The Denver Art Museum says it is making research into artworks connected to Emma Bunker a “top priority” after a Denver Post investigation detailed how the longtime museum consultant used her scholarship to help an indicted dealer launder and sell looted relics around the globe.
Museum officials, in a statement posted to the institution’s website last week, also said they will use money from an acquisition fund launched after Bunker’s death last year to supplement ongoing work examining the ownership history of objects in the museum’s Asian art collection.
That fund raised $25,000 from family and friends and was initially created to help the museum purchase pieces for its galleries. After publication of The Post’s series, the museum removed the fund’s donation page from its website.
“The wide-ranging impact of the Bunker family is reflected in their name being present in many ways in our collections,” Christoph Heinrich, director of the Denver Art Museum, said in the statement. “This is not a history that can or should be easily erased. It needs to be thoroughly researched and clearly and publicly explained.”
The museum said it is “deeply troubled” by documents included in The Post’s stories about Bunker and her work with Douglas Latchford — many of which had been publicly available. The museum’s board of trustees will now determine the “best path forward in dealing with the Bunker Gallery in its Asian collection.”

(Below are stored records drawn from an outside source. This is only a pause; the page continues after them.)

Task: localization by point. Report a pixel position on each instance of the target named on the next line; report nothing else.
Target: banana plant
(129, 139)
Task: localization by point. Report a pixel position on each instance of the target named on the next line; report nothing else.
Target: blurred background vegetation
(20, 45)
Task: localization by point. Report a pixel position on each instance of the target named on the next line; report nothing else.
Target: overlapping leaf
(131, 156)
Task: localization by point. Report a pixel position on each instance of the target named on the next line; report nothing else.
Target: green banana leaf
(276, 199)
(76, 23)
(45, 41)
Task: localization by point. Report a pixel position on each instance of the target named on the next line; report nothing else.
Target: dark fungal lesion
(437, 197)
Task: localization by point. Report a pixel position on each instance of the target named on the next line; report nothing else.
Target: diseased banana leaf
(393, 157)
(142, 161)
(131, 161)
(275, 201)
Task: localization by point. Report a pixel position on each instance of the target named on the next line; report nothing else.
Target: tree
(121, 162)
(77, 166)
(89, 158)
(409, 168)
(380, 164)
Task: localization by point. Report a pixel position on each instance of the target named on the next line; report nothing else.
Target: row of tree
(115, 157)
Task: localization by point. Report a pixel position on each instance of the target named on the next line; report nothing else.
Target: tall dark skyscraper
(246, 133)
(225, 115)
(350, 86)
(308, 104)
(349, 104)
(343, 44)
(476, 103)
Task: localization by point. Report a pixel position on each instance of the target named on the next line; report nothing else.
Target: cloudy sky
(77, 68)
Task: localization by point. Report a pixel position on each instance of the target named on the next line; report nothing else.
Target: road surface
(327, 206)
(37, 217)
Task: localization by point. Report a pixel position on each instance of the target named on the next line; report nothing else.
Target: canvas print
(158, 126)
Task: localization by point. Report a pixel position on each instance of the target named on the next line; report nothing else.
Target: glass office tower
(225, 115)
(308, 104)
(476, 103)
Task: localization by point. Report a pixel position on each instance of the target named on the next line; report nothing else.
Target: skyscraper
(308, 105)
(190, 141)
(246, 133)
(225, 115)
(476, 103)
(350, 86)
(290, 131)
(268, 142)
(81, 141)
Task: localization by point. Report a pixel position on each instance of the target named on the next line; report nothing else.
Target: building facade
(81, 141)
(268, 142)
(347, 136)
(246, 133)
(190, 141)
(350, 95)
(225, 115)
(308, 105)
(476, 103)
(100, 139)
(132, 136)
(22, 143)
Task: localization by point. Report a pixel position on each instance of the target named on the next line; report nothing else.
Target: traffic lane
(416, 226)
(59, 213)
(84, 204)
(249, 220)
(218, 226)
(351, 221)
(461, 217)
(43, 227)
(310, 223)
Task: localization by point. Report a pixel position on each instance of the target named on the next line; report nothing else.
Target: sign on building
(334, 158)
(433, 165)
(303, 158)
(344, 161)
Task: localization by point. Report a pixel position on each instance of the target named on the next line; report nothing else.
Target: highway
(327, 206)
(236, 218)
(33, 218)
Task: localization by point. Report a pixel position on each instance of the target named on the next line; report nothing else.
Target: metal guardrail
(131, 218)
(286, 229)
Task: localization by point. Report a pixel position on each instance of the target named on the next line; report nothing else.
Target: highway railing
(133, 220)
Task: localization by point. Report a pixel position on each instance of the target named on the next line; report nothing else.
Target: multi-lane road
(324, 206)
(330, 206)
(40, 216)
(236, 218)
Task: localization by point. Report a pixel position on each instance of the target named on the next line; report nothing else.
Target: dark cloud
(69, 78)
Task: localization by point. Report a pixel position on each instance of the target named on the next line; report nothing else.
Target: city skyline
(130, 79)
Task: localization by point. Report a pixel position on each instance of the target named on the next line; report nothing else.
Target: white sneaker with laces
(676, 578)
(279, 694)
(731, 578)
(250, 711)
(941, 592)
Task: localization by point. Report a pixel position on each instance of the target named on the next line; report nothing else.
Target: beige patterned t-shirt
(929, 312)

“In the decades since the Latchford/Bunker antiquities arrived at the Denver Art Museum, acquisition and loan practices across the museum field, including those at the DAM, have evolved and improved,” museum officials said in their statement.
The museum’s first public statement on the Bunker controversy came two days after The Post’s editorial board called for the institution’s top brass to address the newspaper’s “Looted” series and to remove Bunker’s name from museum exhibits.
The Post found that Bunker spent years assisting Latchford, one of the world’s foremost antiquities collectors and dealers, as he peddled stolen antiquities around the world. A federal grand jury in 2019 indicted Latchford on a host of charges related to smuggling stolen art into the United States. He died in 2020 before he could stand trial.
The scholar, who spent six decades affiliated with the Denver Art Museum, helped Latchford falsify provenance documents — or ownership history — for relics known to be pillaged from Cambodia’s ancient temples, The Post found.
She’s named or referenced in five civil and criminal cases related to illicit antiquities dealings — though she never was charged or sued herself.
And it was her connections in Denver that allowed Latchford to use the Mile High City’s esteemed institution as a way station for looted goods. The Bangkok dealer sold, loaned or gifted more than a dozen pieces to the Denver Art Museum and used Bunker’s scholarship to market those pieces in future sales.
The museum this year gave back four Cambodian relics connected to Latchford and Bunker after federal authorities moved to seize them.
Meanwhile, the U.S. Department of Homeland Security is currently investigating three pieces from Thailand that remain in the museum’s collection — including one that had been donated by Bunker.